Uno puede pasear por viarios rincones olvidados del
mundo, pero no necesitas ir tan lejos para encontrarte con escenas
entrañables.
Caminando
de noche por una calle de Valparaíso, camino al terminal de buses, me encontré
con una de esas señoras que viven en la calle, o que pareciera que viven en la
calle, de ésas que pasas por al lado sin saber su historia. Estaba prendiendo
un brasero. Con un cartón avivaba el fuego que la abrigaría para sobrellevar la fría noche porteña.
Frente
a ella, a un metro de su brasero, un borracho. Un borracho al que sin conocer describiré como un viejo simpático y
bonachón. Sólo porque se me da la
gana. Sólo porque hace falta inventarse razones para creer en gente linda.
A un
metro de distancia el viejo borracho hinchaba sus pulmones con esfuerzo, los
llenaba de aire y con más esfuerzo soplaba tan fuerte como podía.

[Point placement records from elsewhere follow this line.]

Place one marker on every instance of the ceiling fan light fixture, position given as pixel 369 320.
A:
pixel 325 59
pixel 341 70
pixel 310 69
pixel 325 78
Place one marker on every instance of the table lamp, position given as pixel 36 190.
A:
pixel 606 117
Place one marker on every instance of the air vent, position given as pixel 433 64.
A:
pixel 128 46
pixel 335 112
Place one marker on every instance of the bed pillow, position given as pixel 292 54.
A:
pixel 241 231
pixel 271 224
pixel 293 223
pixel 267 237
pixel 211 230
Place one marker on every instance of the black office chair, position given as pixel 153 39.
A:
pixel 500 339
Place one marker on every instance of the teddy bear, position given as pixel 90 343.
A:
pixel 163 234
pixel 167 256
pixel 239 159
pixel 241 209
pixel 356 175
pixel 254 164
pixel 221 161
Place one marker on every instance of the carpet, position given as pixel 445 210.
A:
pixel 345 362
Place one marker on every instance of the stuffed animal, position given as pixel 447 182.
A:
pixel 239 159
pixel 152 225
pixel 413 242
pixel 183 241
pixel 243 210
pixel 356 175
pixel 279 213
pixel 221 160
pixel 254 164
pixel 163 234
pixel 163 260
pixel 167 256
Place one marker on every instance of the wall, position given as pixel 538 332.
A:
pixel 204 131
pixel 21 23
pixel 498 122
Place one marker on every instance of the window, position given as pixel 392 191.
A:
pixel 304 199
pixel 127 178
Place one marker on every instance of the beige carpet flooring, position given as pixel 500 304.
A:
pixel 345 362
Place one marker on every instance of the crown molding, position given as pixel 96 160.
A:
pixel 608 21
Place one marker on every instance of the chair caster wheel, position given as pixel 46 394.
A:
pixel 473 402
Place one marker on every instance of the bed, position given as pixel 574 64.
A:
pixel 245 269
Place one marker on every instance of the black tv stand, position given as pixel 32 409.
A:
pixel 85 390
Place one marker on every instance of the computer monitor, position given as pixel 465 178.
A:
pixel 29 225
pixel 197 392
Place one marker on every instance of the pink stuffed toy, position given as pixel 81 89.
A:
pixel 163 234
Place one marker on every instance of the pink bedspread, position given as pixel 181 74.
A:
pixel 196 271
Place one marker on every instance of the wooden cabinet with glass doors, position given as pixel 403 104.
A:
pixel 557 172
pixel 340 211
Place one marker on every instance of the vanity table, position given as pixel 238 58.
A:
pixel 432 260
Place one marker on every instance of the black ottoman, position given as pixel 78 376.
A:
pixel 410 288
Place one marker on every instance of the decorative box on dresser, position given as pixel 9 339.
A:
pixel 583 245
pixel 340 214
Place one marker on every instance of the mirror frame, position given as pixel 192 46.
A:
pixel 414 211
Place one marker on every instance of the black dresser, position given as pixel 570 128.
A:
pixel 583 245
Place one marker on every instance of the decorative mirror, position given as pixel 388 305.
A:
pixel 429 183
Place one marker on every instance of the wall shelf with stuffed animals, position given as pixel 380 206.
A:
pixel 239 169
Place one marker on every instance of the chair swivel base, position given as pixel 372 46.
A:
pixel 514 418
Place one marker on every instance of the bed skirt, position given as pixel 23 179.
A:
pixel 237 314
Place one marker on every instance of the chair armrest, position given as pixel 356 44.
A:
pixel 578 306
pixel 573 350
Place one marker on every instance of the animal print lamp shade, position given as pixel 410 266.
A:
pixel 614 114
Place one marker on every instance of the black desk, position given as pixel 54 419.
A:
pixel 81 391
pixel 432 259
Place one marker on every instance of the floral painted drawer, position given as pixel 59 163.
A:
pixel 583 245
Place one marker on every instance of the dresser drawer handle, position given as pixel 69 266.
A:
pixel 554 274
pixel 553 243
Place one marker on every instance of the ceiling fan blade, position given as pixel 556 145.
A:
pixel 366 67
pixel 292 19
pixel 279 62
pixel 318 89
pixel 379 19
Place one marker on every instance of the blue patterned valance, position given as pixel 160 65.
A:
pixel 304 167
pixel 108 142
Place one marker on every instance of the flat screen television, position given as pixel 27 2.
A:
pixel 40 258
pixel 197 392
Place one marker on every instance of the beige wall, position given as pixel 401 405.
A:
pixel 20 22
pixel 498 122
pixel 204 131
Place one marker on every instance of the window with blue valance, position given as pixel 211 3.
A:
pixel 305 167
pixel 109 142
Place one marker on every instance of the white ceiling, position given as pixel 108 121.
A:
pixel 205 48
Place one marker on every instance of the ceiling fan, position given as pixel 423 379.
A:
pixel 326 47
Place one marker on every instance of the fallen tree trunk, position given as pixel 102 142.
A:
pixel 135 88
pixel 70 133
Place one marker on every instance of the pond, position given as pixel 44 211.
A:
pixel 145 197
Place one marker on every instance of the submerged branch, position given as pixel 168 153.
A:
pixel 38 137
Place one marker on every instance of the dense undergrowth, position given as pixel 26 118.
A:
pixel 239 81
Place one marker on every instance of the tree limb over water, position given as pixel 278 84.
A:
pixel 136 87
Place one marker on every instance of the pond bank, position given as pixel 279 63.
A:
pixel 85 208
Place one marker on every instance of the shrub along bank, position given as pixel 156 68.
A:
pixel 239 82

Soplaba para avivar el fuego en el que la vieja vagabunda con ahínco
trabajaba.
Soplaba
y soplaba el borracho. Su obra de caridad. No tenía cuenta bancaria para pasar
fondos a alguna ONG. Tenía pulmones. Y se los gastó soplando y soplando para
que la vieja vagabunda tuviera calorcito en la noche. Soplaba y soplaba porque para tener corazón, me invento yo, basta con tener pulmones y aire que soplar.